Sebald was the second of three children of Rosa and Georg Sebald, and their only son. His father had joined the Reichswehr in 1929, served in the Wehrmacht under the Nazis, and took part in the Invasion of Poland in 1939. Held as a prisoner of war until 1947, he remained a detached figure in Sebald’s early life. The strongest male presence for the boy was his maternal grandfather, Josef Egelhofer, a small-town police officer. At school in Oberstdorf, Sebald was shown images of the Holocaust and later recalled that no one knew how to explain what they had seen.
He studied German and English literature at the University of Freiburg and then at the University of Fribourg in Switzerland, where he received a degree in 1965. From 1966 to 1969 he was a lector at the University of Manchester. He married his Austrian-born wife, Ute, in 1967. In 1970 he became a lecturer at the University of East Anglia, where he completed his PhD in 1973 with a dissertation on Alfred Döblin’s novels. He acquired habilitation from the University of Hamburg in 1986, was appointed to a chair of European literature at the University of East Anglia in 1987, and became founding director of the British Centre for Literary Translation in 1989.
Sebald is best known for a group of prose works that mix fact, apparent fact, recollection, and fiction, often accompanied by indistinct black-and-white photographs. His major novels include Vertigo, first published in German in 1990, The Emigrants in 1992, The Rings of Saturn in 1995, and Austerlitz in 2001. The English translation of Austerlitz by Anthea Bell won the 2002 Independent Foreign Fiction Prize. Sebald also wrote poetry, including After Nature, For Years Now, and Unrecounted.
Memory, loss of memory, decay, warfare, persecution, and the trauma of the Second World War run through his writing.
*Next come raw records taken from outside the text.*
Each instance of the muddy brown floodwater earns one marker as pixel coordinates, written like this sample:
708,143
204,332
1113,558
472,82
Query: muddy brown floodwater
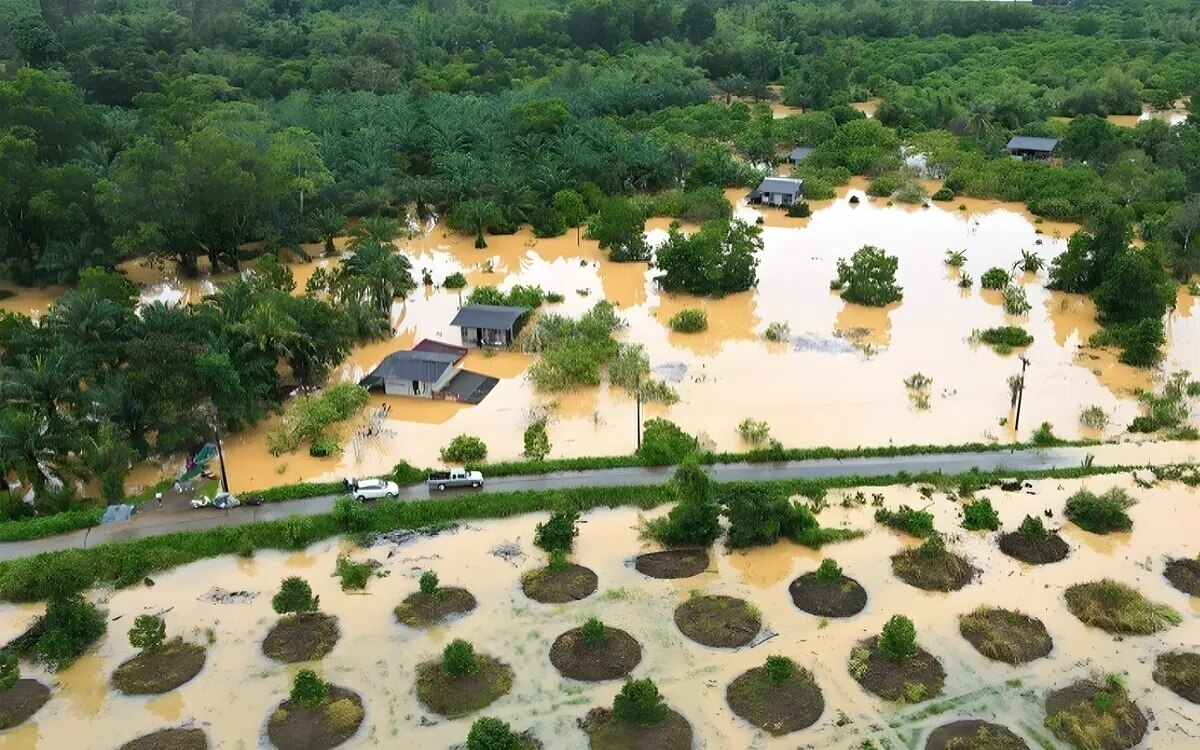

In On the Natural History of Destruction, published in 1999, he examined the wartime bombing of German cities and the absence, in German writing, of any real response to it. His concern with the Holocaust appears in several books that delicately trace his own biographical connections with Jews. He also rejected the mainstream of West German literature of the 1950s to 1970s and chose an intentionally old-fashioned, elaborate form of German prose.
Austerlitz brought Sebald worldwide recognition in 2001, and he was spoken of as a possible future winner of the Nobel Prize in Literature. That same year, he was in high demand by literary institutions, radio programmes, newspapers, magazines, and journals across Western Europe and the United States. Aware of a congenital cardiac insufficiency, he died in December 2001 while driving near Norwich, after suffering a heart attack before his car collided with an oncoming lorry. He is buried in St. Andrew’s churchyard in Framingham Earl, close to where he lived.